What is the biggest lever in Kubernetes cost optimization?

Right-sizing pod resource requests. The scheduler reserves nodes based on requests, not actual usage, so over-requested CPU and memory strand node capacity you still pay for. Compare requests to real usage (kubectl top, or the Vertical Pod Autoscaler in recommendation mode) and lower requests to fit reality — this is what lets the cluster pack more pods onto fewer nodes.

Should I use Spot instances for Kubernetes nodes?

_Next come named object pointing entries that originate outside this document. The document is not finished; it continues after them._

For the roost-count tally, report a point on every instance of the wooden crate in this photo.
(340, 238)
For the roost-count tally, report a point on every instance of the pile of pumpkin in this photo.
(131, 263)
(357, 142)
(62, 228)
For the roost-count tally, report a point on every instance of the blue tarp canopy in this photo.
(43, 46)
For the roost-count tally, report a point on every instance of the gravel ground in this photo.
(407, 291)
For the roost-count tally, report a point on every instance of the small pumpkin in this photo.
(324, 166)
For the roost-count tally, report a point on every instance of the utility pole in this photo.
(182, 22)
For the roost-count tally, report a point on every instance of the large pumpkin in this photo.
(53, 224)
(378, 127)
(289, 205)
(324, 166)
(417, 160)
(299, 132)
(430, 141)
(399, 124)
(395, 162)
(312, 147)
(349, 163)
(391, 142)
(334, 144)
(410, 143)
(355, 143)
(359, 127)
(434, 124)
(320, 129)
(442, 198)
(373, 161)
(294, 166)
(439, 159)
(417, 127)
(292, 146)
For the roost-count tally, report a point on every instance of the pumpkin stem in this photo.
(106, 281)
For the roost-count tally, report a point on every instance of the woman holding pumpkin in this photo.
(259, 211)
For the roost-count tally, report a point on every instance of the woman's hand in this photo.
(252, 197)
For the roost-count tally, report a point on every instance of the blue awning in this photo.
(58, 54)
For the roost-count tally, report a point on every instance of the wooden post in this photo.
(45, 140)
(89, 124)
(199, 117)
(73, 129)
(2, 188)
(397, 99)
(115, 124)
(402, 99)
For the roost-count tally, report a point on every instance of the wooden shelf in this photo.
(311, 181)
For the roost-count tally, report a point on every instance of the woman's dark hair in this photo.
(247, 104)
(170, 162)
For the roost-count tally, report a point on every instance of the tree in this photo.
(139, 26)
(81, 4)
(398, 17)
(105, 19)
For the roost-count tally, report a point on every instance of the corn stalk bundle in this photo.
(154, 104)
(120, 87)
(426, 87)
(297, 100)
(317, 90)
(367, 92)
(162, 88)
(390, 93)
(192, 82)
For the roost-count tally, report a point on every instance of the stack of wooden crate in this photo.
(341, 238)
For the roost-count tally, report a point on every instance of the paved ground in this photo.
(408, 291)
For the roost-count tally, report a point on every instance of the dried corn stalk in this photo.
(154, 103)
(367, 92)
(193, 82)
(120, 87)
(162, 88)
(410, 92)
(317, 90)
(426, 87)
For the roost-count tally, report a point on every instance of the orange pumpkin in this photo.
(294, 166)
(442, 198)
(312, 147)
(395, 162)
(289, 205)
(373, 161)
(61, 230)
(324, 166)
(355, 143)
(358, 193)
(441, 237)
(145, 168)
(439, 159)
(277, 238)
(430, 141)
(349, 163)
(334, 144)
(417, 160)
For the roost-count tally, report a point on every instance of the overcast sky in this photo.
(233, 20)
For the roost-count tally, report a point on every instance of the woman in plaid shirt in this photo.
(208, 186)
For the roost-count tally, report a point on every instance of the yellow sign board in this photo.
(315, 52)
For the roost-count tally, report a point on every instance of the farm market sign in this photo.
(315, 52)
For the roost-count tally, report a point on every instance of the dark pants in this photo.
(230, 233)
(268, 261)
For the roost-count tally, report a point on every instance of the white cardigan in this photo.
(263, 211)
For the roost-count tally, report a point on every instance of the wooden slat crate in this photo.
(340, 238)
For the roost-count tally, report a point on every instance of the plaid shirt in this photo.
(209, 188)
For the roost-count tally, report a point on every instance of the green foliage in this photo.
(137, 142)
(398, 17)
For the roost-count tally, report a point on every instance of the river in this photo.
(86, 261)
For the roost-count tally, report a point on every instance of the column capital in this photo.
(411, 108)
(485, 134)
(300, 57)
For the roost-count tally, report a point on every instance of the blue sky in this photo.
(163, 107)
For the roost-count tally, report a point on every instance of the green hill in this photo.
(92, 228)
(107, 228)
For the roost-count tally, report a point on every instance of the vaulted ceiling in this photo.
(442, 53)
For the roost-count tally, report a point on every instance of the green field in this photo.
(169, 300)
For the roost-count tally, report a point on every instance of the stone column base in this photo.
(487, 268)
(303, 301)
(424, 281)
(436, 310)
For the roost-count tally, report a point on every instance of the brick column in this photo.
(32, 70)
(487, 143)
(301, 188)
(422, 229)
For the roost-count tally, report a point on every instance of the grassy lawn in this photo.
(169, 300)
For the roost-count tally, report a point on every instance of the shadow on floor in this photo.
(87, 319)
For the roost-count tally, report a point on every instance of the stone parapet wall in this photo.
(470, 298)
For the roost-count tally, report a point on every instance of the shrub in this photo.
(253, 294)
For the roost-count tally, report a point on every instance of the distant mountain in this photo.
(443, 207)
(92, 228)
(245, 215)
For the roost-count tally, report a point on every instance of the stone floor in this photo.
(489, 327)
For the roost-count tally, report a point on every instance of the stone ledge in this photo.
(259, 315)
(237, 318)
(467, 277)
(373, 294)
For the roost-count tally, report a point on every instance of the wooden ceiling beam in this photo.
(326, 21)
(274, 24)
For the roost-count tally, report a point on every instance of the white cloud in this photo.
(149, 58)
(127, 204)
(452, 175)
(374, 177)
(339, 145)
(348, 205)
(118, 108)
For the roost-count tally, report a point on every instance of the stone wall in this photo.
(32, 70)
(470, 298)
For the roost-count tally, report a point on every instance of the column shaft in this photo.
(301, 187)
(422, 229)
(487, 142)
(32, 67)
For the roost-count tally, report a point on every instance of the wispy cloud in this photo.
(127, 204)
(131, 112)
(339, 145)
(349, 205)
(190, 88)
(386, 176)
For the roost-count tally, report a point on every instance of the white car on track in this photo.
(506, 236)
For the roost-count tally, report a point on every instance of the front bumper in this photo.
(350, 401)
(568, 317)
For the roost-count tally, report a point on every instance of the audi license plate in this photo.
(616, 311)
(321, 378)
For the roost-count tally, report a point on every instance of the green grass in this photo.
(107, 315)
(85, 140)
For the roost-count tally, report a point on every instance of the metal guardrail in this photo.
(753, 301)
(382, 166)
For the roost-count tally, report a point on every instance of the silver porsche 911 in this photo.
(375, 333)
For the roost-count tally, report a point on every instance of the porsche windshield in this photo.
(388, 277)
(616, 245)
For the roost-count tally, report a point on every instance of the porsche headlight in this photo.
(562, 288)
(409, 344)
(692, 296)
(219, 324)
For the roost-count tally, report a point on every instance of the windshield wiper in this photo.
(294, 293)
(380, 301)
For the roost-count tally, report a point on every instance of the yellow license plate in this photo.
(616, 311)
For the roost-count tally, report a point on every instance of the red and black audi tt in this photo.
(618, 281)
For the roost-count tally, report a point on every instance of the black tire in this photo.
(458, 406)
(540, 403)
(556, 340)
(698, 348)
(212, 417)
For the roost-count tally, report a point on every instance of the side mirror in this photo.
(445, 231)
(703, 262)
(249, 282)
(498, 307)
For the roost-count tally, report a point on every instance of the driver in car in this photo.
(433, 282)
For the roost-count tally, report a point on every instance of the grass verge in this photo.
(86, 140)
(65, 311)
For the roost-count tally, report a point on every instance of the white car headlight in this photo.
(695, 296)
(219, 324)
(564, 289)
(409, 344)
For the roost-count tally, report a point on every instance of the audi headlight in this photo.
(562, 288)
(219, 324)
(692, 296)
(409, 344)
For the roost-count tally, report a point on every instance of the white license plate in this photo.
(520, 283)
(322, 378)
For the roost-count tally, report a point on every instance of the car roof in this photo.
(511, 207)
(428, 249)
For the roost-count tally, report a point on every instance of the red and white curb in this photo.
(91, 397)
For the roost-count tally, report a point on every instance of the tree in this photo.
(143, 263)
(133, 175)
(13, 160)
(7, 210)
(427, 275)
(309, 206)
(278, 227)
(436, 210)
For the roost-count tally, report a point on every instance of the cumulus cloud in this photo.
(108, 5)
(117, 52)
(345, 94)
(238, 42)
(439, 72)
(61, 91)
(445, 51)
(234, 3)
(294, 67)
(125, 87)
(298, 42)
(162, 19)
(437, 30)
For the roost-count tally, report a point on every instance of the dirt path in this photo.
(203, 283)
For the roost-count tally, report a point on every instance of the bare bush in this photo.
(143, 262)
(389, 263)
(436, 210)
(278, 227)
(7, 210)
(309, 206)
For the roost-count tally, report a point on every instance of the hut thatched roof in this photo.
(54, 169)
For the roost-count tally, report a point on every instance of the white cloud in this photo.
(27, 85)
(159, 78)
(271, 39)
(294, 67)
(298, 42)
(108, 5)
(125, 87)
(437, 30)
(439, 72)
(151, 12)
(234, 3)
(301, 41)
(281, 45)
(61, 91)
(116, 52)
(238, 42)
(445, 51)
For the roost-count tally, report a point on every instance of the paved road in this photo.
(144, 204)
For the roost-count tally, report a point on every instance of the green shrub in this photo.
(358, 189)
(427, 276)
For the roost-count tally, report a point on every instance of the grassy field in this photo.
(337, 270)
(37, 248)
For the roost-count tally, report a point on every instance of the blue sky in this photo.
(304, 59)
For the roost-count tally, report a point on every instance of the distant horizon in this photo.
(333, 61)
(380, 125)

Yes for fault-tolerant, stateless or batch workloads — Spot (AKS Spot node pools, EKS Spot via Karpenter or managed node groups) is typically 60-90% cheaper than on-demand. Keep critical/stateful workloads on a small on-demand pool using taints, tolerations and node selectors, and run everything interruptible on Spot.

Do reservations or Savings Plans cover Kubernetes?

They cover the underlying compute. On AKS the worker nodes are Azure VMs, so Reserved VM Instances and Azure savings plans for compute apply. On EKS the nodes are EC2, covered by Compute Savings Plans or EC2 Reserved Instances, and EKS Fargate is covered by Compute Savings Plans. Right-size first, then commit to the steady-state baseline.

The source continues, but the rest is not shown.